28 Mar 2011

How to Make MySQL Cool Again

I feel that MySQL has lost its coolness factor.
Why do I think that? Well, because most people are interested in other things nowadays...
Other things like NoSQL - It's what all the cool kids are talking about.

NoSQL is as cool as it is partly because MySQL wasn't performing as fast as some people would have liked and eventually they looked for other alternatives.
Meaning that MySQL was the default database when people were installing their PHP/Ruby/Java/Python...etc website, but after some time, it got slow and difficult to maintain.
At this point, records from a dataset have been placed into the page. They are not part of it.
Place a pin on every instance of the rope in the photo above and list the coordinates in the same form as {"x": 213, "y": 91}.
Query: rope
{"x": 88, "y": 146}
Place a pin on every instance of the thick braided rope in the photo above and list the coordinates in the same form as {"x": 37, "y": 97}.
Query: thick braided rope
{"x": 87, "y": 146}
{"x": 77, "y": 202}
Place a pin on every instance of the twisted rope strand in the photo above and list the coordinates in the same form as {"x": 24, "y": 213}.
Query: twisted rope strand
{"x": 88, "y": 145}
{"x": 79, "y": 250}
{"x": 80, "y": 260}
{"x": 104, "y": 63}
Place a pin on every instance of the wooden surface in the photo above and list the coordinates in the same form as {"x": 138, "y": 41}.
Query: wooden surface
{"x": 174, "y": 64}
Difficult to Maintain (or not Web scale)

Lets try to analyse what "difficult to maintain" really means...
It could mean any, some or all of the following situations:
Your website got bigger -
  1. Immediately (flood of users/went viral) and you had no idea what to do (you are a Facebook app)
  2. After a short time, but you are working on new features and have no time (your sales/marketing department are ninjas)
  3. After a long long time (more than likely that you just haven't archived your old data in the last 10 years as well as you have more users now) 
  4. Because you added so many features to the site that everything runs at a crawl (forgot to benchmark on hardware or optimize processes for your hardware).


Who should solve these problems? 

Well, usually (in the companies I've seen) it mainly falls on the developers and maybe the system administrators. Companies of a certain size don't tend to hire someone specific to maintain the databases as their only purpose in the company.

Developers (in most cases) just are not interested in this database stuff. Not all of them, but a lot of them that I ran into would much rather discuss design patterns, agile development... and generally solving interesting programming problems.

System administrators usually have a lot on their plate to be able to mess around with the database beyond the minimum  to keep things running. 

Now, I am going to make an assumption that developers either have to solve all or part of the problems that the database causes or get very frustrated with these problems occurring. Probably both.

Web companies put a lot of pressure on these developers to release new features or fix existing bugs. If the developers say that by switching to a different technology, they will get things done faster, there is a certain possibility that these companies will implement those changes.


"Big Data"


"Big Data" is the new thing. Its interesting and cool. But what is "Big Data"?
Wikipedia defines it as: "Big data are datasets that grow so large that they become awkward to work with using on-hand database management tools."

So the difference between "Big Data" and a large or very large dataset is if using your DBMS is too awkward to handle it. With a definition like that, it is clear to me why more companies are trying to move away from relational databases.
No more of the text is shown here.